2 April 2014 – The Defense Science Board says Offshoring Of U.S. Manufacturing Has Created National Security Vulnerabilities
By Richard A. McCormack
For the first time perhaps ever, a U.S.-government report has stated that the shift of American manufacturing overseas is causing a decline in Americans’ standard of living.
Most government economic and trade officials have argued that the movement of manufacturing offshore has allowed low-income Americans to buy cheaper products, saving them thousands of dollars a year and improving their standard of living. Jason Furman, Chairman of the Council of Economic Advisors, stated in a paper he authored shortly before joining the Obama administration that “there is little dispute that Walmart’s price reductions have benefited the 120 million American workers employed outside the retail sector.”
According to the Pentagon’s Defense Science Board, that assertion is in dispute. And the situation of offshore outsourcing of manufacturing is leading to much greater strategic consequences for the U.S. economy and its military.
“Offshoring of manufacturing capabilities resulted from capital inducements such as wage structures, tax rates, weaker environmental regulations or enforcement or available resources,” notes the DSB. “These shifts are causing lower standards of living as a result of the loss of fabrication facilities, and are further exacerbated by subsequent losses in underlying technology, such as the migration of supporting design and testing capabilities. Recent financial, political and economic crises have created significant uncertainty regarding continued sustainability of the current innovation system that feeds the defense technology base.”
The shift of manufacturing from the United States to China and
India is a leading threat to the U.S. military advantage, according to
the Defense Science Board in its “Technology and Innovation Enablers for
Superiority in 2030” report recently posted on the web for public
viewing. “Movement of critical manufacturing capability offshore may
pose significant challenges,” states the DSB.
The shift of manufacturing to foreign nations “also affects U.S.
technology leadership by enabling new players to learn a technology and
then gain the capability to improve on it.
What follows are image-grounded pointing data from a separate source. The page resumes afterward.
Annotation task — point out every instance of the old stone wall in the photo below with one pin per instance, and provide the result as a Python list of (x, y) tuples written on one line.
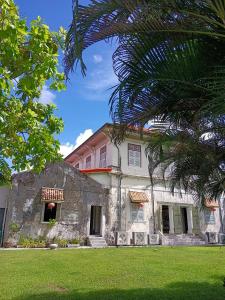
[(73, 215)]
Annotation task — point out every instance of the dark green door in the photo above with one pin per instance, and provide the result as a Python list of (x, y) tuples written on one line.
[(2, 213)]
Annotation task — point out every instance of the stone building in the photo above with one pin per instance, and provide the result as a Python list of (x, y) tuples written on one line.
[(59, 193), (102, 192), (139, 214)]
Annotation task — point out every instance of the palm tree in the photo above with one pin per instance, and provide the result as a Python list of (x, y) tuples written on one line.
[(170, 62)]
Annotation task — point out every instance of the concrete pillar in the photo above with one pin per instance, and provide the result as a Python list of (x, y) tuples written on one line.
[(171, 219), (190, 219)]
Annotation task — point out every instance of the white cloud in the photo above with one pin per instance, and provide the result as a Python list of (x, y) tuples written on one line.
[(67, 148), (97, 58), (46, 97)]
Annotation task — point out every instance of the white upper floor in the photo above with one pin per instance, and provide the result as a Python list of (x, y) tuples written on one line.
[(100, 152)]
An additional threat to
defense capabilities from offshore manufacturing is the potential for
compromise of the supply chain for key weapons systems components.”
The United States is not guaranteed economic benefit from the
increased production of natural gas, notes the DSB. “Being resource-rich
will certainly contribute to economic vigor in the United States, but
capitalizing on this new resource will depend on the ability to
distribute the goods produced as a result of relative energy price
advantages. Selling agricultural, energy and manufactured products
requires ready access to the global common, and all global distribution
mechanisms are ready targets for adversaries of the United States
seeking to gain competitive advantage.”
The rise of technically and economically strong foreign
adversaries will challenge U.S. superiority in speed, stealth and the
precision of weapons systems. Other countries “are likely to develop
counters to some or all of the foundation technologies on which the U.S.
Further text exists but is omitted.